Shortly thereafter, the International Society for the Preservation of the Bison was founded. This society tracked down all living bisons in wildlife parks and zoological gardens and began conservation breeding. Thanks to this breeding program, there are now again 40 herds with over 3,200 wild bisons in eight countries. The largest, free-living population is found in the jungle of Bialowieza in Poland. Other herds live in Ukraine and Russia – and since 2013, free-living bisons can be found again on the Rothaarsteig in Germany.
The project area “Wisent-Welt” is located in the forest of the North Rhine-Westphalian Rothaargebirge in the district of Siegen-Wittgenstein. There are two herds of bison: a herd of about 25 animals lives freely in parts of the forests of the Rothaargebirge. So that visitors do not have to go on hours of hikes to catch a glimpse of a bison, the largely natural show enclosure “Wisent-Wildnis” near Bad Berleburg has also been set up. The park is open in summer (April to October) Tuesday to Sunday from 10 am to 5 pm, in the winter months (November to March) from 10 am to 3 pm. On Mondays, the wilderness is closed to visitors. The entrance fee is 5.50 EUR for adults and 3.50 EUR for children. Up to a height of 100 cm, admission is free. Parking is available free of charge.

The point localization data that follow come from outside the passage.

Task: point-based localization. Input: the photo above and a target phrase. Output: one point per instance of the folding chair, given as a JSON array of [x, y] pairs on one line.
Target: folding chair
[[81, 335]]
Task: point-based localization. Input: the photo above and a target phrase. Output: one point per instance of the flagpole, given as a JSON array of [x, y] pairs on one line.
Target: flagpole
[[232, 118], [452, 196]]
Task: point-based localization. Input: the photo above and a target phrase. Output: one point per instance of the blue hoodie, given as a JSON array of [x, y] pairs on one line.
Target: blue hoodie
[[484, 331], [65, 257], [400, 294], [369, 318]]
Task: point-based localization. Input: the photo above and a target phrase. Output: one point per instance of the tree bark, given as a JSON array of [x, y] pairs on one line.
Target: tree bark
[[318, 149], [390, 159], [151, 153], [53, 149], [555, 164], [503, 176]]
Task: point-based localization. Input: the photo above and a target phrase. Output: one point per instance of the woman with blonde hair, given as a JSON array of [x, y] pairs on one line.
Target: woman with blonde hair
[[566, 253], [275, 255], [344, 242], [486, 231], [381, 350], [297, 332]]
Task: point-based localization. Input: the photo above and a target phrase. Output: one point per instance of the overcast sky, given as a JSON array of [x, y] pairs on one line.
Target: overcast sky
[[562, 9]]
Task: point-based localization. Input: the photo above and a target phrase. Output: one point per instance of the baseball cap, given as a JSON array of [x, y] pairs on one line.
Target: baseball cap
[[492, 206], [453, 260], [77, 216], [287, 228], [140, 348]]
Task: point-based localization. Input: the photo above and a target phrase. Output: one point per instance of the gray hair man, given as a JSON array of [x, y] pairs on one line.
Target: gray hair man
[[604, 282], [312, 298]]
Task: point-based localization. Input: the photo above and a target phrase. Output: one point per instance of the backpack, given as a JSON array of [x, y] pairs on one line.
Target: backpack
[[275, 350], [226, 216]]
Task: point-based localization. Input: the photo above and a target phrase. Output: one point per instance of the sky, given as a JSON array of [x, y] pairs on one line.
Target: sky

In the entrance area there is the Wisenthütte, as well as seating and the ticket booth. From here, an approximately three-kilometre-long signposted adventure trail leads through the 20-hectare site. You walk mainly on natural paths through beautiful nature and past fences, from which you can observe the bisons. However, where you see the animals and how close or far away they are is of course a matter of luck. We were able to discover the majority of the herd in a large open space 🙂
The further hiking trail winds up and down along the large outdoor enclosure and you always have great views of the Rothaargebirge. By the way, the circular route is not suitable for strollers, you should put on sturdy shoes and plan a good 1 to 1.5 hours for the hike. By the way, we found the “Bison Quiz” great for the little ones: along the way you will find nine small boards with different questions about the bison. If you find out the solution word, you can win prizes (ask in advance at the checkout). A clear map of the “bison wilderness” and the hiking trail can be downloaded here free of charge as a .pdf version.